Up to now I’ve been using GCC 4.1, and still hit build failures with it; now I’ve switched to GCC 4.3, even though the tracker shown a bad situation already; and of course there are packages that didn’t have bugs opened just yet, because nobody built them recently.
Still, supporting the new compilers is not my main concern sincerely; there are packages that won’t build with GCC 4.3 just yet, like VirtualBox, as there are packages that still don’t compile with GCC 4.0. What concerns me is that there is stuff that hasn’t been tested at all. For instance,
sys-fs/diskdev_cmds which was marked
~amd64 was totally broken, with
fsck.hfs causing a Segmentation Fault as soon as it was executed (the version that is now available works, the old one has been taken out of the keyworded tree).
Since even upstream sometimes fail, one should also take into consideration the packages’ tests, possibly ensuring their failures are meaningful, and not just “ah this would never work anyway”. If you check
dev-ruby/ruby-prof, the test suite is executed, but a specific test, which is known to fail, is taken out of it first. This is actually pretty important because it saves me from using RESTRICT to disable the whole testsuite, and executing the remaining tests helped me when new code was added to support rdtsc on AMD64, which was broken. The broken code never entered the tree, by the way.

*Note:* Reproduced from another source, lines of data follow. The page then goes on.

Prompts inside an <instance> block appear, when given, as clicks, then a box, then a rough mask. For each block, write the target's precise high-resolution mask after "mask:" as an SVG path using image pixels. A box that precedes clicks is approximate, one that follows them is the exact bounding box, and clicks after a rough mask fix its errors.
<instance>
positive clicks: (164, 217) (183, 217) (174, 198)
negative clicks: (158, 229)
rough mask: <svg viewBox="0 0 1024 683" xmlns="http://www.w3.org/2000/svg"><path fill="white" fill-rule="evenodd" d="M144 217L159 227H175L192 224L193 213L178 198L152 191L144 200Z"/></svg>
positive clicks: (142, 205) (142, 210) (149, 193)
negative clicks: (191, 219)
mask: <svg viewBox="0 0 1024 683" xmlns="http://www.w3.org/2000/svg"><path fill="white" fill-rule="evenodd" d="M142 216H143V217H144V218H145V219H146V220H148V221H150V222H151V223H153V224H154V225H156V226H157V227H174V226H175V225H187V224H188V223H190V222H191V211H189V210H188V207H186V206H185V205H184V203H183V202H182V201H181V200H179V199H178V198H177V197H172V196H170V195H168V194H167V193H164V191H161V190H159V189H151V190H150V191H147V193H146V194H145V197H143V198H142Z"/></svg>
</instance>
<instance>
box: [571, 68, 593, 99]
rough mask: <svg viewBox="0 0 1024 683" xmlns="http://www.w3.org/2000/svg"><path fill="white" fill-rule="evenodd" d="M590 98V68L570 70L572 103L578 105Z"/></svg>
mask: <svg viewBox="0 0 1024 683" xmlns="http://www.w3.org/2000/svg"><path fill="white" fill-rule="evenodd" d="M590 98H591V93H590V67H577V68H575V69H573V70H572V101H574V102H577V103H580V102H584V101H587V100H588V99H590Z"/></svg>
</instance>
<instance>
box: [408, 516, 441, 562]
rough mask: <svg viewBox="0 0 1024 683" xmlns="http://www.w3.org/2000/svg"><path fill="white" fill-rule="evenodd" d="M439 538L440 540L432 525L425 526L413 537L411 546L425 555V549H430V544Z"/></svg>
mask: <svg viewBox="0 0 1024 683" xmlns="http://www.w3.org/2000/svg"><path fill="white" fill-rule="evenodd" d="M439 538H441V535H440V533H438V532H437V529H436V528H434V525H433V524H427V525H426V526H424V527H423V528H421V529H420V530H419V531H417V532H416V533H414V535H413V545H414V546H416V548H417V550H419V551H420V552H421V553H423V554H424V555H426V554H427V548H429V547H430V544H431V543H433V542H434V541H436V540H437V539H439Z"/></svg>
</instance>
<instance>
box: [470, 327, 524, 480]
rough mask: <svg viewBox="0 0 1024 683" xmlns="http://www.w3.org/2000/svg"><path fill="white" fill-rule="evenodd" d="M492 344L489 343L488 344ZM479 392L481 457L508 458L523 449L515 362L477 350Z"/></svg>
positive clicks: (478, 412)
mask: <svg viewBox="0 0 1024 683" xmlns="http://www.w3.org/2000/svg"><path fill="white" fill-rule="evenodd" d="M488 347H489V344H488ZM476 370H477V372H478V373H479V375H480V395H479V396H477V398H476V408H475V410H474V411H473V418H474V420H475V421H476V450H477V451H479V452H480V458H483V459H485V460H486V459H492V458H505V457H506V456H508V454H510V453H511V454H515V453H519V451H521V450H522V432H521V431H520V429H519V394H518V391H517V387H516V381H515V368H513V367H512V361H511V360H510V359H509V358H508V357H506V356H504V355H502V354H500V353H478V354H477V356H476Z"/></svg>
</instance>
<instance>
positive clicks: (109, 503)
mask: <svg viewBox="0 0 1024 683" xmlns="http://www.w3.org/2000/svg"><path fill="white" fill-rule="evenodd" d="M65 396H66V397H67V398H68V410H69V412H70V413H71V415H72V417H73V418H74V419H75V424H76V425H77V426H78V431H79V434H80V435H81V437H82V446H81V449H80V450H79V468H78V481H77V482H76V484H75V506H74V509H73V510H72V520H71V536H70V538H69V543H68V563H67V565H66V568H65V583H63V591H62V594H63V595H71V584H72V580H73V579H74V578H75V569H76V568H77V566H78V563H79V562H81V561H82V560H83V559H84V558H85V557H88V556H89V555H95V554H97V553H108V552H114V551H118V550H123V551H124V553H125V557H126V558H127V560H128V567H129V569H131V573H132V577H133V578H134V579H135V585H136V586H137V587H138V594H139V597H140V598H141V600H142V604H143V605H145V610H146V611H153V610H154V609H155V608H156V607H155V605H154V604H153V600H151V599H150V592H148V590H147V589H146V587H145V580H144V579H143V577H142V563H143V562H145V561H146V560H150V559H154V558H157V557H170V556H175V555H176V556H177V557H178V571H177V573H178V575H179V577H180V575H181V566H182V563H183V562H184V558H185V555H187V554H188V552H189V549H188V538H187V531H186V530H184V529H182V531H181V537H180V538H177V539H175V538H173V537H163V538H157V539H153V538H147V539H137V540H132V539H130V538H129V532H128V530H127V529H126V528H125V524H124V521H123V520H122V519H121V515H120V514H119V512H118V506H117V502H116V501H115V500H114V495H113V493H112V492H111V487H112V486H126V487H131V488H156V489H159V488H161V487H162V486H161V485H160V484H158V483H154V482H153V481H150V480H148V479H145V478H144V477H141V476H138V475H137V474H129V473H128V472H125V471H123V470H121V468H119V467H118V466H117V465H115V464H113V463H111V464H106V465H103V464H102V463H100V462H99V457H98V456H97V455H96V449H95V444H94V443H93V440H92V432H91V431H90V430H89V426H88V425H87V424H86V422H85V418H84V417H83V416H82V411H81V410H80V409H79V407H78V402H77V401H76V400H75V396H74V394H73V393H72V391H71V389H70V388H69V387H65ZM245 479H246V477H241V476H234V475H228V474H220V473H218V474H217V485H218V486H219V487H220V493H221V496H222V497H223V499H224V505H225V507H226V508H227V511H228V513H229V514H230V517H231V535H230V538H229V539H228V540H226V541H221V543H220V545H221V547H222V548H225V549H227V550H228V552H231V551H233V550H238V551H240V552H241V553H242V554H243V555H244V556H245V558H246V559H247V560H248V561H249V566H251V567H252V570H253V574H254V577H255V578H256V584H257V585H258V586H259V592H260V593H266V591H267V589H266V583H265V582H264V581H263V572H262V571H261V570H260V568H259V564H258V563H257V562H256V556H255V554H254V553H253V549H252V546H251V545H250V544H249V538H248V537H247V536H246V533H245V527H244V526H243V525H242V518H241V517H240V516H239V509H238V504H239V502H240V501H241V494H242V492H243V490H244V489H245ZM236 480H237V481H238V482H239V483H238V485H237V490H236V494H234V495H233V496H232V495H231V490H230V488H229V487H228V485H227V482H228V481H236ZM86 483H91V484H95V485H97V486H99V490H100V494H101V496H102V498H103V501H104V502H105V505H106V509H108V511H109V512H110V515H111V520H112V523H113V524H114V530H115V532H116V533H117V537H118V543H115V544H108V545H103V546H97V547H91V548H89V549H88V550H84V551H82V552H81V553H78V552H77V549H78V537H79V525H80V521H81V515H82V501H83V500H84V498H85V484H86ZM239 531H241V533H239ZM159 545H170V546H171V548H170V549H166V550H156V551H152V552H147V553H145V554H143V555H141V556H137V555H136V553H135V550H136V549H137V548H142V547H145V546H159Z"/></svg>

Unfortunately doing a run with FEATURES=test enabled is probably going to waste my time since I expect a good part of the tree to fail with that; with some luck, if Zac implements me a softfail for tests, I’ll be able to do such a run in the next months. I wonder if the run this time will be faster, I’ve moved my chroots partition to use ext4(dev) rather than XFS, and it seems to be seriously faster. I guess once 2.6.28 is released I’ll move the rest of my XFS filesystems to ext4 (not my home directory yet though, which is ext3, nor the multimedia stuff that is going remain HFS+ for now).
My build run also has some extra bashrc tests, beside the ones I already written about, that is the checks for misplaced documentation and man pages. One checks for functions from the most common libraries (libz, libbz2, libexpat, libavcodec, libpng, libjpeg) that gets bundled in, to identify possibly bundled-in copies of those, another checks for the functions that are considered insecure and dangerous by libc itself (those for which the linker will emit a warning). It is interesting to see their output, although a bit scary.
Hopefully, the data that I gather and submit on the bugzilla for these builds will allow us to have a better, more stable, and more secure portage tree as the time goes by. And hopefully ext4 won’t fry my drives.